[ClusterLabs] recommendations for corosync totem timeout for CentOS 7 + VMware?
reichert at numachi.com
Fri Mar 22 15:41:47 EDT 2019
On Fri, Mar 22, 2019 at 08:57:20AM +0100, Jan Friesse wrote:
> >- If I manually set 'totem.token' to a higher value, am I responsible
> > for tracking the number of nodes in the cluster, to keep in
> > alignment with what Red Hat's page says?
> Nope. I've tried to explain what is really happening in the manpage
> corosync.conf(5). totem.token and totem.token_coefficient are used in
> the following formula:
I do see this under token_coefficient, thanks.

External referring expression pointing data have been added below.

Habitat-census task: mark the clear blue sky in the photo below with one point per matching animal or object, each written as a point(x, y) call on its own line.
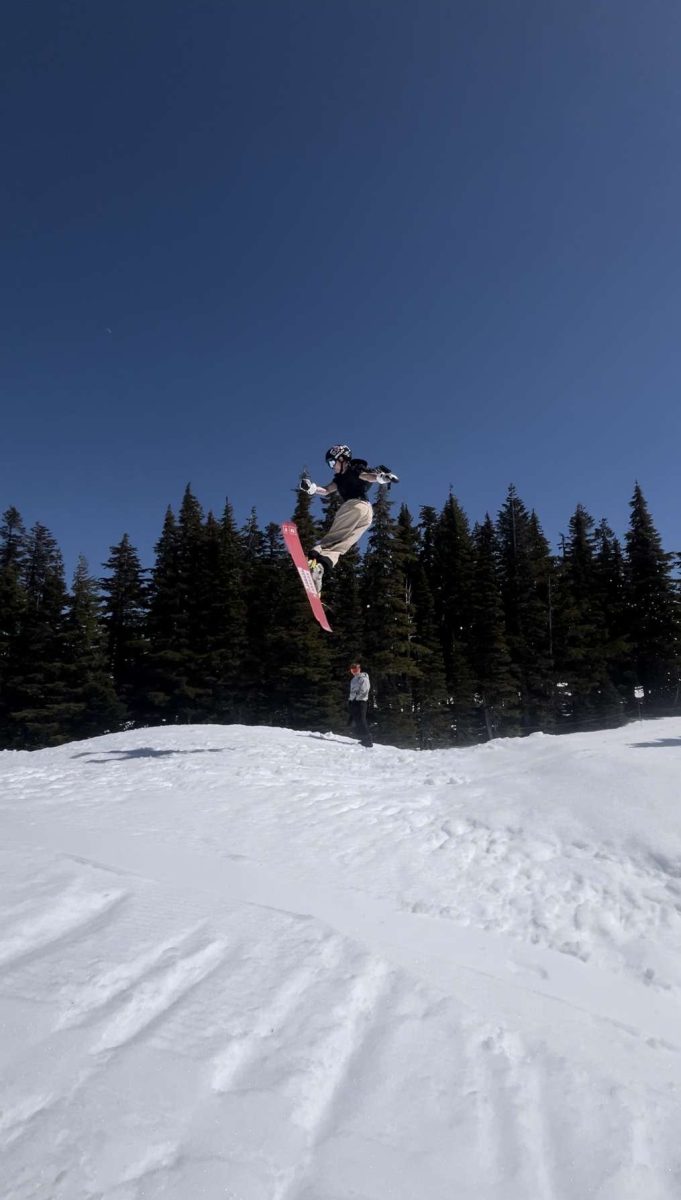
point(237, 231)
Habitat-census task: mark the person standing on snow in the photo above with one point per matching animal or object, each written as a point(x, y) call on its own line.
point(360, 687)
point(351, 480)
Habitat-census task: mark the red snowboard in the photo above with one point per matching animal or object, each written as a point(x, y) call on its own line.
point(289, 529)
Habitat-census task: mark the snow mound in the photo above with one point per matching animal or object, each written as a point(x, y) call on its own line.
point(266, 965)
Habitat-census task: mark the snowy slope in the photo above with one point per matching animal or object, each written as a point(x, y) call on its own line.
point(261, 965)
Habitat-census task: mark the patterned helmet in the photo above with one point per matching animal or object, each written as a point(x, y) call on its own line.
point(338, 454)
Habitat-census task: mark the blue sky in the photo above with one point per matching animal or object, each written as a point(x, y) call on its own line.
point(235, 232)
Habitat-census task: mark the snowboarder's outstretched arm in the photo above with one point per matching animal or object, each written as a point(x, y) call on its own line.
point(306, 485)
point(379, 475)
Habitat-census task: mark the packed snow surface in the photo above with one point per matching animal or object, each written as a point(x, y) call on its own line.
point(251, 964)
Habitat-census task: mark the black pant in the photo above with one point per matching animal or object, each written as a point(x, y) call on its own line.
point(359, 721)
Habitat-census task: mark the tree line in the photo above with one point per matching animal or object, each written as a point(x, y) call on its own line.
point(468, 633)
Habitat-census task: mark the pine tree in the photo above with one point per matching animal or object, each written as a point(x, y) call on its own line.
point(427, 682)
point(495, 679)
point(612, 593)
point(452, 576)
point(124, 615)
point(35, 682)
point(654, 625)
point(580, 640)
point(526, 582)
point(90, 706)
point(161, 699)
point(12, 606)
point(224, 621)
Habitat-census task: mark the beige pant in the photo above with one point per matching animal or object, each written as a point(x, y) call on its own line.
point(353, 519)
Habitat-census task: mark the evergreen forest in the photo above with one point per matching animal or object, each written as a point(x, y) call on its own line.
point(468, 631)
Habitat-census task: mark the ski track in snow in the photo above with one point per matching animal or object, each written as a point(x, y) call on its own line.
point(266, 966)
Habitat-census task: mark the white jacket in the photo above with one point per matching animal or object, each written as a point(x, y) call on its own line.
point(360, 687)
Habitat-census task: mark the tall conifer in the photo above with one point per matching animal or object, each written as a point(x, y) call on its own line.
point(124, 615)
point(654, 631)
point(495, 679)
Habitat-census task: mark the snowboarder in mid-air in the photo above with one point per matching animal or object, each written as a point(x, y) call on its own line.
point(351, 480)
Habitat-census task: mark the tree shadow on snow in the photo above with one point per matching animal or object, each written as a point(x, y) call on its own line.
point(144, 753)
point(660, 742)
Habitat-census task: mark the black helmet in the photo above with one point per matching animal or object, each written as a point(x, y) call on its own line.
point(338, 454)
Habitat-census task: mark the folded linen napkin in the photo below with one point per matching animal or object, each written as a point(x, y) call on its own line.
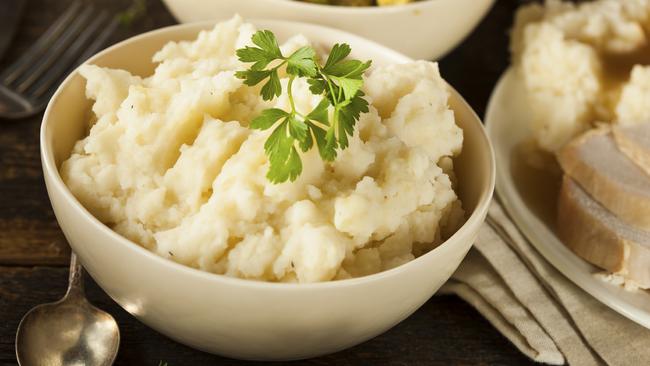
point(540, 311)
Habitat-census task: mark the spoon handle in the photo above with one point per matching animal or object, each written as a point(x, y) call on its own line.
point(75, 281)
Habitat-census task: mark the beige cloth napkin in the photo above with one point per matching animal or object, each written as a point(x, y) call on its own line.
point(540, 311)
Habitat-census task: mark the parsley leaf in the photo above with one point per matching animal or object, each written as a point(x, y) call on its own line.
point(328, 126)
point(339, 52)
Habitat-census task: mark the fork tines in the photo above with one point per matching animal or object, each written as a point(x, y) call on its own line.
point(78, 33)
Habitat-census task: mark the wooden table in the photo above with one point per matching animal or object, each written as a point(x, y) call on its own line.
point(34, 253)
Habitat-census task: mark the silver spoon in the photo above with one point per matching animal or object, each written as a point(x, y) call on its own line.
point(68, 332)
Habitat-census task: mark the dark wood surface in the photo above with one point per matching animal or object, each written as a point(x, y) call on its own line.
point(34, 254)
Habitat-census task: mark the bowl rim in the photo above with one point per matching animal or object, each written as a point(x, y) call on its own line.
point(415, 6)
point(51, 171)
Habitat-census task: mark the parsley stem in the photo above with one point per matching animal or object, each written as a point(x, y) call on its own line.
point(290, 94)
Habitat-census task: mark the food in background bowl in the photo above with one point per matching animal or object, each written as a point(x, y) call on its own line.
point(421, 29)
point(171, 163)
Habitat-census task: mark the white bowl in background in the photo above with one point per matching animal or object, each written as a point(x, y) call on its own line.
point(425, 29)
point(242, 318)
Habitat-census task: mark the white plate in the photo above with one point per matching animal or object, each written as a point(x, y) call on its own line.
point(507, 126)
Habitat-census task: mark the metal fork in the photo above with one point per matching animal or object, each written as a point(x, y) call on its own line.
point(27, 85)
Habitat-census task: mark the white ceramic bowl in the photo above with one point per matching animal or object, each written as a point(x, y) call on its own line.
point(422, 30)
point(241, 318)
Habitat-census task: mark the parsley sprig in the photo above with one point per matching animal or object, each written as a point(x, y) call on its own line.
point(338, 81)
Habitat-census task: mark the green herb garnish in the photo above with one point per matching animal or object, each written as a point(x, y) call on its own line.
point(339, 81)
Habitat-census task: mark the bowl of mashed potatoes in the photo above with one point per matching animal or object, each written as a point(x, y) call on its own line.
point(159, 186)
point(425, 29)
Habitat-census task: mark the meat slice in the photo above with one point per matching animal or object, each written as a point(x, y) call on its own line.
point(600, 237)
point(634, 141)
point(609, 176)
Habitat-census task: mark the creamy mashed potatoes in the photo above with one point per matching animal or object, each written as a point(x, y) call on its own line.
point(170, 163)
point(582, 64)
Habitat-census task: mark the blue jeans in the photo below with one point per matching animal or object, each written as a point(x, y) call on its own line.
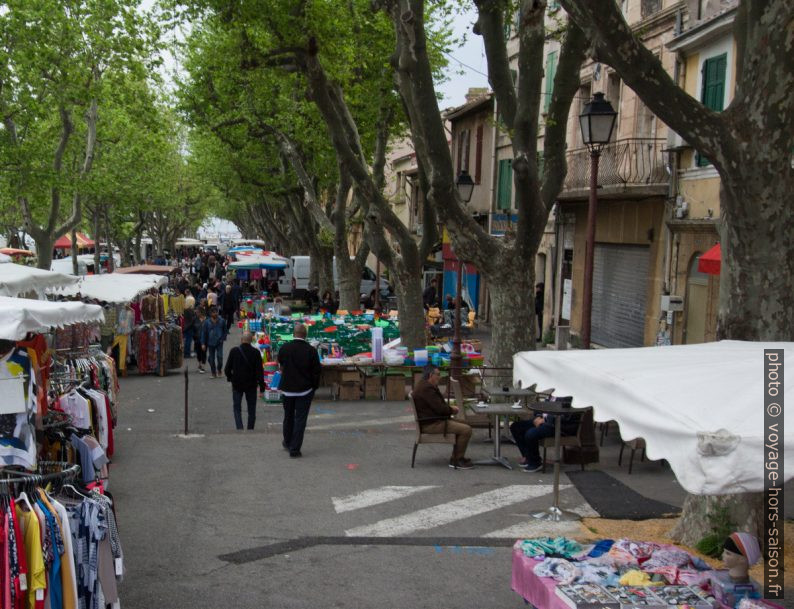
point(527, 438)
point(296, 413)
point(215, 354)
point(187, 334)
point(250, 402)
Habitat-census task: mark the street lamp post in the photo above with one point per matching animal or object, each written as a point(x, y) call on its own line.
point(596, 122)
point(465, 187)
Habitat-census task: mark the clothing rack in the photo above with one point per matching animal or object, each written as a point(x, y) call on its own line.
point(67, 472)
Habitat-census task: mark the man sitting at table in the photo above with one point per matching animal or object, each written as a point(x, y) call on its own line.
point(433, 414)
point(529, 433)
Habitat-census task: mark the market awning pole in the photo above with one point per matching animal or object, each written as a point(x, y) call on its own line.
point(377, 283)
point(186, 384)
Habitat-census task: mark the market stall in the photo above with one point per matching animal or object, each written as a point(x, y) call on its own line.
point(700, 407)
point(560, 573)
point(360, 353)
point(57, 422)
point(120, 295)
point(18, 279)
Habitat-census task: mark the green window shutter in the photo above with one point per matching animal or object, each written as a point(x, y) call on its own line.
point(551, 71)
point(505, 192)
point(713, 90)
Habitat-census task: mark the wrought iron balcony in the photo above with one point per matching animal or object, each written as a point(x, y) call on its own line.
point(623, 163)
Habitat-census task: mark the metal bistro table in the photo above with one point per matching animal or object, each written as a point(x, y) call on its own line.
point(497, 411)
point(555, 513)
point(511, 392)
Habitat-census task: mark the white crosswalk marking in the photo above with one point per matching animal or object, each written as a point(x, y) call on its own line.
point(447, 513)
point(375, 496)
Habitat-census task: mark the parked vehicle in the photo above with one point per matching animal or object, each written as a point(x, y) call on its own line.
point(295, 280)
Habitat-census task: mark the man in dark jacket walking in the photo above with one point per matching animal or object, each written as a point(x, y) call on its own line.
point(245, 372)
point(300, 378)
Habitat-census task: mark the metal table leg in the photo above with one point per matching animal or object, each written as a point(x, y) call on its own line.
point(497, 458)
point(555, 513)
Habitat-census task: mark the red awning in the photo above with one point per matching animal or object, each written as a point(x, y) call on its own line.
point(711, 261)
point(65, 242)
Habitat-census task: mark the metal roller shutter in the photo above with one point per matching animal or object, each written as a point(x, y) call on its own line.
point(620, 283)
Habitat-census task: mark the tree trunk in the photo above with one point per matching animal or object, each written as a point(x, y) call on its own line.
point(757, 273)
point(44, 245)
point(745, 511)
point(513, 319)
point(411, 308)
point(75, 267)
point(97, 258)
point(324, 262)
point(349, 274)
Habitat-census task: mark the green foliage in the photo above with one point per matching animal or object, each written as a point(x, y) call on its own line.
point(721, 526)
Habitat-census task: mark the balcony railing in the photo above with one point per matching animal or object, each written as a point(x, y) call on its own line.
point(626, 162)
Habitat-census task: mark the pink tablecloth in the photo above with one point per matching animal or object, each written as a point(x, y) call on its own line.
point(540, 590)
point(537, 590)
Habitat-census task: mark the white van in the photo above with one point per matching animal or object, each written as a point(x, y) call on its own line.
point(295, 278)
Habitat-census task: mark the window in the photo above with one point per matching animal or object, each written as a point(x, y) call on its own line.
point(649, 7)
point(551, 71)
point(463, 150)
point(478, 155)
point(713, 90)
point(505, 192)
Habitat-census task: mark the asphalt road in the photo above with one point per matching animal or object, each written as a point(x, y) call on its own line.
point(227, 519)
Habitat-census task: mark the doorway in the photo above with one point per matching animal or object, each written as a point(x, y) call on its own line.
point(696, 300)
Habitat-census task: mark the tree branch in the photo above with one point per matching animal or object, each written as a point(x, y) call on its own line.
point(619, 47)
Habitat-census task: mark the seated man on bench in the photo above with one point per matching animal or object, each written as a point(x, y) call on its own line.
point(528, 434)
point(433, 414)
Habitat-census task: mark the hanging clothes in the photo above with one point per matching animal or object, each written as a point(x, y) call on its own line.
point(18, 408)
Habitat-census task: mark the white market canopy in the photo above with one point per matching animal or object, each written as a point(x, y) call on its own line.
point(700, 407)
point(267, 261)
point(18, 316)
point(115, 287)
point(16, 279)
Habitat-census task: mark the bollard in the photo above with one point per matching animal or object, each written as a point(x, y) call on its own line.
point(186, 384)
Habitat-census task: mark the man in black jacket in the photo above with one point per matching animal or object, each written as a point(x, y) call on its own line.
point(244, 371)
point(300, 378)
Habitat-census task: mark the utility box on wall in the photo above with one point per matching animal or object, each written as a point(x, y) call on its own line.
point(672, 303)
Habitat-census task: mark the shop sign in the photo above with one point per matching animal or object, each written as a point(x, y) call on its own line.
point(500, 222)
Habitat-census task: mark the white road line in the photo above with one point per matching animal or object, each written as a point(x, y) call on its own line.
point(452, 511)
point(361, 424)
point(374, 496)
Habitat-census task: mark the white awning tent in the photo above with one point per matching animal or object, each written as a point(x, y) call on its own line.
point(16, 279)
point(700, 407)
point(115, 287)
point(260, 261)
point(18, 316)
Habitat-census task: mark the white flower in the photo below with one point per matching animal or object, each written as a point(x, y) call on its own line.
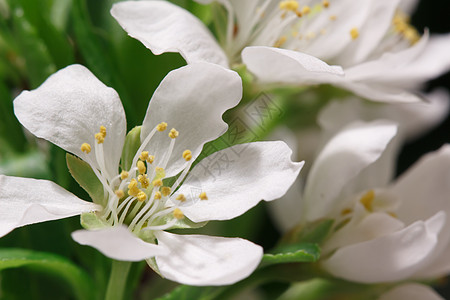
point(383, 231)
point(78, 113)
point(381, 55)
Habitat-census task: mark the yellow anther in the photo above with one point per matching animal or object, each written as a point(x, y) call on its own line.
point(306, 10)
point(141, 196)
point(119, 193)
point(157, 182)
point(141, 167)
point(203, 196)
point(346, 211)
point(165, 190)
point(144, 181)
point(133, 190)
point(354, 33)
point(144, 155)
point(181, 198)
point(103, 131)
point(173, 133)
point(124, 175)
point(367, 199)
point(187, 155)
point(177, 213)
point(288, 5)
point(280, 42)
point(161, 126)
point(100, 138)
point(150, 159)
point(86, 148)
point(160, 172)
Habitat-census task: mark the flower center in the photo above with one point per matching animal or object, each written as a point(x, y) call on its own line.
point(141, 197)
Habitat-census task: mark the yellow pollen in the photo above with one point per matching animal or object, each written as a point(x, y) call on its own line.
point(181, 198)
point(280, 42)
point(144, 181)
point(141, 167)
point(103, 131)
point(133, 190)
point(306, 10)
point(187, 155)
point(177, 213)
point(173, 133)
point(150, 159)
point(119, 193)
point(346, 211)
point(100, 138)
point(141, 196)
point(124, 175)
point(203, 196)
point(161, 126)
point(144, 155)
point(157, 182)
point(165, 190)
point(354, 33)
point(288, 5)
point(86, 148)
point(367, 199)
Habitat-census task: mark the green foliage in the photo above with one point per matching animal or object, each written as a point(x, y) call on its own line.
point(58, 266)
point(86, 178)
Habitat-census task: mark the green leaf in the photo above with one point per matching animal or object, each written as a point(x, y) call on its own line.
point(49, 263)
point(294, 253)
point(185, 292)
point(86, 178)
point(130, 147)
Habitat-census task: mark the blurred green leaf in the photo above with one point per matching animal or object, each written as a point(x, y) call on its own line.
point(51, 264)
point(185, 292)
point(301, 252)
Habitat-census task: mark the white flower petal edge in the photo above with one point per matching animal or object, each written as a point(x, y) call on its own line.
point(415, 186)
point(411, 291)
point(118, 243)
point(68, 110)
point(165, 27)
point(25, 201)
point(237, 178)
point(206, 260)
point(388, 258)
point(271, 64)
point(183, 101)
point(343, 158)
point(413, 118)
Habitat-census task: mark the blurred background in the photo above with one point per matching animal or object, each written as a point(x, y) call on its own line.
point(38, 38)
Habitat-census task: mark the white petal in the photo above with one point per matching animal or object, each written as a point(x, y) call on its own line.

> Corosync used runtime.config.token.
Cool; thanks. Bumping up totem.token to 2000 got me over this hump.
> >- Under these conditions, when corosync exits, why does it do so
> > with a zero status? It seems to me that if it exited at all,
> That's a good question. How reproducible is the issue? Corosync
> shouldn't "exit" with zero status.
If I leave totem.token set to default, %100 in my case.
I stand corrected; yesterday, it was %100. Today, I cannot reproduce
this at all, even with reverting to the defaults.
Here is a snippet of output from yesterday's experiments; this is
based on a typescript capture file, so I apologize for the ANSI
- by default, systemd doesn't report full log lines.
- by default, CentOS's config of systemd doesn't persist journaled
logs, so I can't directly review yesterday's efforts.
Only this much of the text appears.